RUX - AI Orchestration Engine

A local AI orchestration backend that turns natural language into safe, persistent state changes with validation, observability, feedback, and critique.

Architecture Snapshot

flowchart TD
    U["User Message"] --> P["Planner"]
    P --> E["Executor / Trust Boundary"]
    E --> T["Tool Adapters"]
    T --> D["Domain Services"]
    D --> R["Repositories"]
    R --> DB["PostgreSQL"]

    E --> O["Observability"]
    E --> C["Confidence + Critic"]

    D --> X["Expense Domain"]
    D --> Y["Project Domain"]
    D --> Z["Future Memory / Knowledge"]

Status

RUX is under active development and is currently being refactored toward a more modular domain-based architecture.

What RUX Is

Most toy agents look like this:

LLM -> tool -> response

RUX is built around a stronger runtime contract:

User
 -> Planner
 -> Executor (trust boundary)
 -> Tool Adapter
 -> Domain Service
 -> Repository
 -> PostgreSQL
 -> Observability / Outcome Tracking / Critique / Confidence
 -> Final Response

The core idea is simple: the LLM is not trusted. Anything before the executor is probabilistic. Anything after schema validation is expected to be deterministic, auditable, and safe to reason about.

Key Design Decisions

1. The Trust Boundary

The Executor is where trust is established. LLM output is treated as untrusted input and must pass schema validation with extra="forbid" before any tool is called. This catches hallucinated field names, invented action types, and malformed JSON before they reach domain logic.

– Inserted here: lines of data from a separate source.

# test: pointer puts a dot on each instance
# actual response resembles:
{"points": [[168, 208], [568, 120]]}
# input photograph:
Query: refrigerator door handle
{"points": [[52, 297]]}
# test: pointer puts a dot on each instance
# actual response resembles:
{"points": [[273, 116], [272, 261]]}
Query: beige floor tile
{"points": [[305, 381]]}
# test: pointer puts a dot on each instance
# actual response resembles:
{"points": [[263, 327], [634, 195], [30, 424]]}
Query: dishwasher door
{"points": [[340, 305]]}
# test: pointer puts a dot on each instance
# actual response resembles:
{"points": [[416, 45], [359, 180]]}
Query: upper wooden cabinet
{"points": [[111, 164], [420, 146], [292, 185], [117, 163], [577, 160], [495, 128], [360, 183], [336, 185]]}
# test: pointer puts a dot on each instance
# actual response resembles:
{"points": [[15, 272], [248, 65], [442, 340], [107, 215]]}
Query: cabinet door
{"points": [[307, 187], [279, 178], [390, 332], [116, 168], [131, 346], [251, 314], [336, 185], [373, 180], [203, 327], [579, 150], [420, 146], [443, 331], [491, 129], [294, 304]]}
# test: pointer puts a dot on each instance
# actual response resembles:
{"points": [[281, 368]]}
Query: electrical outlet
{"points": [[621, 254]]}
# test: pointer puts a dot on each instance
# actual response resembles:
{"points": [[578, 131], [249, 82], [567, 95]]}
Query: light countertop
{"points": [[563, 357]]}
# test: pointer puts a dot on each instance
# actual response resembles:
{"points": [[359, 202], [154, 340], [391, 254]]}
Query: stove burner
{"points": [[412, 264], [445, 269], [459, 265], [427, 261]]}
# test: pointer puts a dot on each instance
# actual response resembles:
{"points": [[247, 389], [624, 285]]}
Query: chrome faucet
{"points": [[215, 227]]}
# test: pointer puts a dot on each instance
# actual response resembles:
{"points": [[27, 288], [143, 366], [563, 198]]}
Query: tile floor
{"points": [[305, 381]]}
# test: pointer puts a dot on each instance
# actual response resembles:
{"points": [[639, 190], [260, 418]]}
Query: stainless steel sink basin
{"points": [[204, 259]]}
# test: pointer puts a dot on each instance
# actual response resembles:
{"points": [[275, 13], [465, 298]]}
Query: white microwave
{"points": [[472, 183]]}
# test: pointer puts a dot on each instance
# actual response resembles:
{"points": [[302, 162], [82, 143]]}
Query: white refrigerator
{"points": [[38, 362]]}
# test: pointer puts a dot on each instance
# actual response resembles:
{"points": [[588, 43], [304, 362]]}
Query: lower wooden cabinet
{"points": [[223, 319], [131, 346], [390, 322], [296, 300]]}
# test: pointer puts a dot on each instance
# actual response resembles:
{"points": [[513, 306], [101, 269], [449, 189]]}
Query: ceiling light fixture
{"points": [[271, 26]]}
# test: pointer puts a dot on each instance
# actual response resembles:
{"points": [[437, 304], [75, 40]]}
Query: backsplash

LLM output         -> untrusted - can hallucinate anything
Executor (schema)  -> trust boundary
Tool onward        -> deterministic, validated, safe

2. Why the Planner Doesn't Call Tools Directly

LLMs are probabilistic. Tools are deterministic, state-mutating, and potentially destructive. Mixing these responsibilities makes the system harder to test, harder to reason about, and much easier to break.

Planner  -> intent extraction only
Executor -> structural validation
Tool     -> domain gateway
Service  -> business rules
Memory   -> persistence

3. Three-Layer Planner

Not everything should reach the LLM.

Layer 1 -> greeting keywords -> instant deterministic reply
Layer 2 -> action intent     -> LLM extracts structured JSON
Layer 3 -> open question     -> LLM responds conversationally

This protects confidence score integrity. Earlier, greeting-like inputs could accidentally flow into action logic and pollute outcome history.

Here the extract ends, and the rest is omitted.